Distension of the optic nerve sheath is a typical neuroimaging finding seen associated with elevated intracranial pressure and a hallmark MRI feature of papilloedema. Cases of asymmetric and unilateral papilloedema have been reported though the pathophysiological mechanism remains unclear and may be multifactorial.
We present a patient in her mid-thirties with episodic cluster headaches with left peri-optic nerve cerebro- spinal fluid (CSF) sheath distension identified on MRI head and orbits. No obstructive lesion was identified at the orbital apex. Optical coherence tomography revealed bilateral mild symmetrical subclinical optic nerve thinning.
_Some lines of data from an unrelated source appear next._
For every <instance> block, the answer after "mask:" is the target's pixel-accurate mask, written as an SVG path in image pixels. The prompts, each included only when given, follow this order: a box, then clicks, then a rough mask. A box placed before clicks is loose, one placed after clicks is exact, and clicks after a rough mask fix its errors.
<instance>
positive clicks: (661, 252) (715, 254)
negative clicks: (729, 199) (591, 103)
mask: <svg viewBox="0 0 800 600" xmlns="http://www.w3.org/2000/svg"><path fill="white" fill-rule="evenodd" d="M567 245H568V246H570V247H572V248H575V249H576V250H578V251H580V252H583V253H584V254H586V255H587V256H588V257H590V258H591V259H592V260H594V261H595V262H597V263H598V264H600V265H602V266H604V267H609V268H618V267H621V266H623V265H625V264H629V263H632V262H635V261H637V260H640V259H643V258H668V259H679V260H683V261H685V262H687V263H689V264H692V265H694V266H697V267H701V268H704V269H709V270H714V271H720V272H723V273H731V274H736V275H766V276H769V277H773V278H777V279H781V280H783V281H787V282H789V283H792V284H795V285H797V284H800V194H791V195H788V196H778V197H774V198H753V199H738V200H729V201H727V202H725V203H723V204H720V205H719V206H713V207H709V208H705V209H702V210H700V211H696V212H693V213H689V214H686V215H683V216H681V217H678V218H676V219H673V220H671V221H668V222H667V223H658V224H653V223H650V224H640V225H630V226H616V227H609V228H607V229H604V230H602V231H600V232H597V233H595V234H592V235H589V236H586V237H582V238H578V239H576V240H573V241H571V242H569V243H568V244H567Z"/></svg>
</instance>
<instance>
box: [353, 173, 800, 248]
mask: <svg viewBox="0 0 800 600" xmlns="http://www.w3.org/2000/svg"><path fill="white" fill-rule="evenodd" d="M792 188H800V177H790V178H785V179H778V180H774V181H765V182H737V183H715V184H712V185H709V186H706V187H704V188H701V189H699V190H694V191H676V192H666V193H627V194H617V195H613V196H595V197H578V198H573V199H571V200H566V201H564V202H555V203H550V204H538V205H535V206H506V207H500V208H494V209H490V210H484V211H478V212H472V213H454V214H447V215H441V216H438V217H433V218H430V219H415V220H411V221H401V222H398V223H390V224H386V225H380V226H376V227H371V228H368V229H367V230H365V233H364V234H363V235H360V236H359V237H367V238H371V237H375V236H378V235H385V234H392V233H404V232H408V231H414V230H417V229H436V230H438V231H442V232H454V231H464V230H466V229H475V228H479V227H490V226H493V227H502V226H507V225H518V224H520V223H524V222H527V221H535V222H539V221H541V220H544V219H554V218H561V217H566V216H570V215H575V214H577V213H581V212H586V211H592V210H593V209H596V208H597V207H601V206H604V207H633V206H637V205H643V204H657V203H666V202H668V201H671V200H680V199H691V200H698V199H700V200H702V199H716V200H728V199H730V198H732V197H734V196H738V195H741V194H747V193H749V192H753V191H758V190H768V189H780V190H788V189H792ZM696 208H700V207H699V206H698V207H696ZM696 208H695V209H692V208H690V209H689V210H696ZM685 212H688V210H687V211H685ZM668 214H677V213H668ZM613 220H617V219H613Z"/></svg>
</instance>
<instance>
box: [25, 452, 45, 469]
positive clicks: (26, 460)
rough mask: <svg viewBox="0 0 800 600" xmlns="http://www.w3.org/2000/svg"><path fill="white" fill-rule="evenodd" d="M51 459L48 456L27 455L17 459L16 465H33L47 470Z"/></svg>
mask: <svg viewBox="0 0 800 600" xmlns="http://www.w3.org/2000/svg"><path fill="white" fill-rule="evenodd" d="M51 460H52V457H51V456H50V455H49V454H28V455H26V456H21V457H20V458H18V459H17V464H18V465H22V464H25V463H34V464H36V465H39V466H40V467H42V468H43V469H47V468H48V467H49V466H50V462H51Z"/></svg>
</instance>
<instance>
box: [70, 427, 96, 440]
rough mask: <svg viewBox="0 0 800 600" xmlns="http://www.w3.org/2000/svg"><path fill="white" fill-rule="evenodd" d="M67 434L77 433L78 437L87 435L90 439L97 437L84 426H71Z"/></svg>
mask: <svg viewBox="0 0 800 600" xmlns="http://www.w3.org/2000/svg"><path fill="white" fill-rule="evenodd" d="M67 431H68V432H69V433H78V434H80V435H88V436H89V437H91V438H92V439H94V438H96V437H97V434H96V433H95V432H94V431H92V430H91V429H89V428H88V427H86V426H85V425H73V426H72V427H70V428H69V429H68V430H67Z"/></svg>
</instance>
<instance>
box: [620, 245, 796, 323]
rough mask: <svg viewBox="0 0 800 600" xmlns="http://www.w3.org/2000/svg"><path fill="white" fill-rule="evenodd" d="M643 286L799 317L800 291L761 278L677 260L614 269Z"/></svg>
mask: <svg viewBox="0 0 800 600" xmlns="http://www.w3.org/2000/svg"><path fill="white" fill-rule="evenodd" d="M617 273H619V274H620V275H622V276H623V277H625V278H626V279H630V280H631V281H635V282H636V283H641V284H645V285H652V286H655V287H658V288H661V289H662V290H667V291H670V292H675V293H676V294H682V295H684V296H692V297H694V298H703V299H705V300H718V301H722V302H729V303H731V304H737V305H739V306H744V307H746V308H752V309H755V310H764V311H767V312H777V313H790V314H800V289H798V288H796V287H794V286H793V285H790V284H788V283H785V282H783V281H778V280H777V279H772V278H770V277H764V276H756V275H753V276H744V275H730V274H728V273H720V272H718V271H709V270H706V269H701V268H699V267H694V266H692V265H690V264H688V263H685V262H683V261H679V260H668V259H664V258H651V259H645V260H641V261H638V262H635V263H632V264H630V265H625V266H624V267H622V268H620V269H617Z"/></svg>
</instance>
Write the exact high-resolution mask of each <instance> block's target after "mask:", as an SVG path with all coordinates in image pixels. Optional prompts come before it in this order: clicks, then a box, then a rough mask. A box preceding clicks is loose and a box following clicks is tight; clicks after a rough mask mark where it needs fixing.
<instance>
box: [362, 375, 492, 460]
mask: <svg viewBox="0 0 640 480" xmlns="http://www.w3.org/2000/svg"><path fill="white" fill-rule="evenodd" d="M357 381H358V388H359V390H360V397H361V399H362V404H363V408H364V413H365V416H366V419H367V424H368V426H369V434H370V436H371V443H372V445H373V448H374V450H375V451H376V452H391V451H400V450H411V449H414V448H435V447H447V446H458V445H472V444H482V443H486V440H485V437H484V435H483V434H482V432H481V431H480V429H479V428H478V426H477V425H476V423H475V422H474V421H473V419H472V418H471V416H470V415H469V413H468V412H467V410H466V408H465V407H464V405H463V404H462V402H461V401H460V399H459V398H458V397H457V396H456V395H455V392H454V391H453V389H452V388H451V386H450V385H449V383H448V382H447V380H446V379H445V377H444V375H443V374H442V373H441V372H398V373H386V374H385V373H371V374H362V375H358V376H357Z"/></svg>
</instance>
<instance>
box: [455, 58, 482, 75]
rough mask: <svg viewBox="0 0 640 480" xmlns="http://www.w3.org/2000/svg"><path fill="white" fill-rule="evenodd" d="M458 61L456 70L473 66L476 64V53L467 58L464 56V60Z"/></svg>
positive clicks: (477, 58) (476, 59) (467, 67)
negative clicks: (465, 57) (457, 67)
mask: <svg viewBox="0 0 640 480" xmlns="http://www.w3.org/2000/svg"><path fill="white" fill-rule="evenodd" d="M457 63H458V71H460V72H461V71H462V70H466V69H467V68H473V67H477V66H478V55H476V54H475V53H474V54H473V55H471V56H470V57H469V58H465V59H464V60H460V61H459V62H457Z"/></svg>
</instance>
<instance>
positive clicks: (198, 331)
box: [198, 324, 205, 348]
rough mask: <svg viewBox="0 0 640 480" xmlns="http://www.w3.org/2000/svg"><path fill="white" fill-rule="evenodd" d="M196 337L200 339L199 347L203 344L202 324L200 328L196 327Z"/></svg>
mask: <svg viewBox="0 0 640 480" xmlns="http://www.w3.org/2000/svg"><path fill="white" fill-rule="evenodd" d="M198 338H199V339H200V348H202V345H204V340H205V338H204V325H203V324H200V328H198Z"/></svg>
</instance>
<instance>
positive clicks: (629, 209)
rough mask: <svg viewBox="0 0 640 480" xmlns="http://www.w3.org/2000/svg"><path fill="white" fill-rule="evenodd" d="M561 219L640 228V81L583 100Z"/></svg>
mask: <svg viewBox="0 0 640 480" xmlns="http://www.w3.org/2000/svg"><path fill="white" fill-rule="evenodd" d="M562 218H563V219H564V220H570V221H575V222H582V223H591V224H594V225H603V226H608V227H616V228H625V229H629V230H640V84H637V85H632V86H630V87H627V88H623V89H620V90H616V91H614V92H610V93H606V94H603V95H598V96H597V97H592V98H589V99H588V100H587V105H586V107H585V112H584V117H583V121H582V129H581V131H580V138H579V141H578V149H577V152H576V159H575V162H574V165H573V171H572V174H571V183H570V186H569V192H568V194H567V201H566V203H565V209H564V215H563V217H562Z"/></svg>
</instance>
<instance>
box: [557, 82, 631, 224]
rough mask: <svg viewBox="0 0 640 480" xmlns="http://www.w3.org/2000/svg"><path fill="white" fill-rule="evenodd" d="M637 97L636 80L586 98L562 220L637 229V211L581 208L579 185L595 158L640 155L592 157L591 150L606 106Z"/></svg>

Optic nerve function, assessed with acuity, Ishihara colour vision and Goldman perimetry, was normal bilaterally. CSF opening pressure measured 23.5 cm H2O and constituents were bland.
To our knowledge, this is the first description of asymmetric peri-optic CSF space distension in cluster headache with ipsilateral clinical and radiological phenomena. The findings raised the possibility of an asymmetric presentation of elevated intracranial pressure. Our patient, however, had no clinical or other radiological features suggestive of this. The radiological findings ipsilateral to our patient’s cluster headaches raises the difficult question about a causal relationship or simply a mere coincidence between the clinical and radiological picture.